I couldn’t resist, and asked in Armenian if they were from Armenia (Hayastan), since the place also advertises Russian food. Their faces lit up as they answered yes, in Armenian, and asked if I was Armenian, too. I actually answered “no” in German, then explained in Armenian that I know some Armenian. Then I said in English “I used to live there.” What can I say? It’s been 25 years since I last had to speak Armenian on a daily basis. Anyway, I could hear them commenting and chuckling as we walked away. We’ll have to call and find out when they have regular hours. I’d love to try their horovats… or shashlik, if they prefer.

We went back to Wiesbaden and parked at the Kurhaus, then walked into town. It didn’t look like anything exciting was happening, so we headed to BrewDog, where we ate a couple of months ago. I knew they’d be open, because they don’t take a pause. It was almost 2:00pm.

We drank a couple of beers and each tried something different from the last time we visited. I had a “Cluck Norris” sandwich, which was fried chicken breast with avocado, red onion, cajun mayo, and coriander with a side of fries. Bill had a roasted chicken sourdough bowl, which was basically a big salad with pieces of chicken and a piece of toasted sourdough bread. His dish also included chilli, chia seeds, and avocado.

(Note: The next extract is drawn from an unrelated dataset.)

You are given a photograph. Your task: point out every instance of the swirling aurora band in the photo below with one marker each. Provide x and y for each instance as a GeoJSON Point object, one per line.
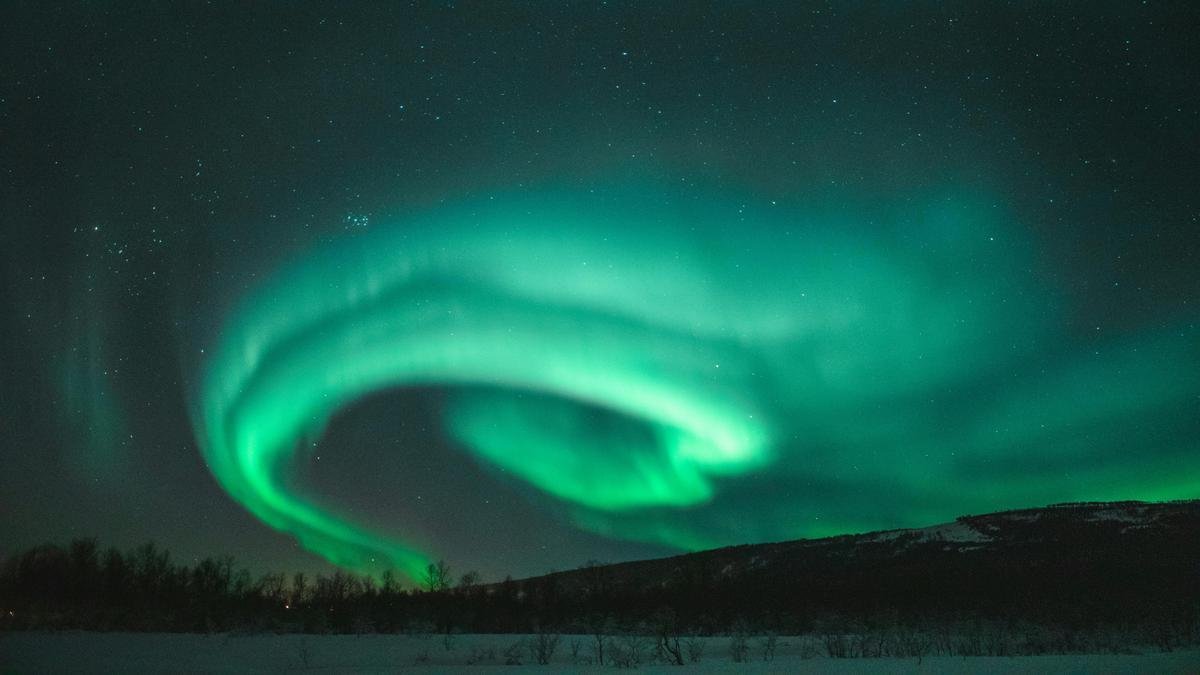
{"type": "Point", "coordinates": [645, 357]}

We enjoyed the music, and I took a few new selfies, because I was wearing makeup and the lighting was good. Plus, since it wasn’t super hot outside, I wore something besides a t-shirt and shorts. While we were sitting there, a waifish blonde girl came in and dropped off a keychain with a note. She was quick as a flash, and we watched her go in and out in a matter of a minute or so, before she went across the street and did the same at a cafe. This isn’t the first time this has happened to us. I’m not sure where she was from, but I would guess it’s an eastern nation, and this is their way of collecting money. They try to sell little trinkets to sympathetic people who are trying to eat. I don’t think she had any luck.

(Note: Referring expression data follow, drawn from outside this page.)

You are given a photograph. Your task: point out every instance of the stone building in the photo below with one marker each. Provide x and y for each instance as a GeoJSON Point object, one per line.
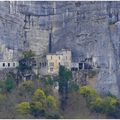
{"type": "Point", "coordinates": [54, 60]}
{"type": "Point", "coordinates": [7, 57]}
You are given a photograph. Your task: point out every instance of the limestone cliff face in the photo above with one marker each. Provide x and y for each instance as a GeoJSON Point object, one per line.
{"type": "Point", "coordinates": [88, 28]}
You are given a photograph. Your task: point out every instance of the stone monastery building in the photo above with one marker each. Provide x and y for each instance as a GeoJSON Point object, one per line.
{"type": "Point", "coordinates": [54, 60]}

Below are a few photos. I didn’t manage to get any of Ararat, although I’m sure we’ll try to visit again when they’re open– after we’ve called to verify. The owner had a very kind face and seemed super friendly. But I don’t mind that we went to BrewDog, either. That’s a fun place!

I really do hope we can try Ararat. I love finding new restaurants, especially when they offer different food than what is available everywhere! And I have missed Armenia… and Armenian people!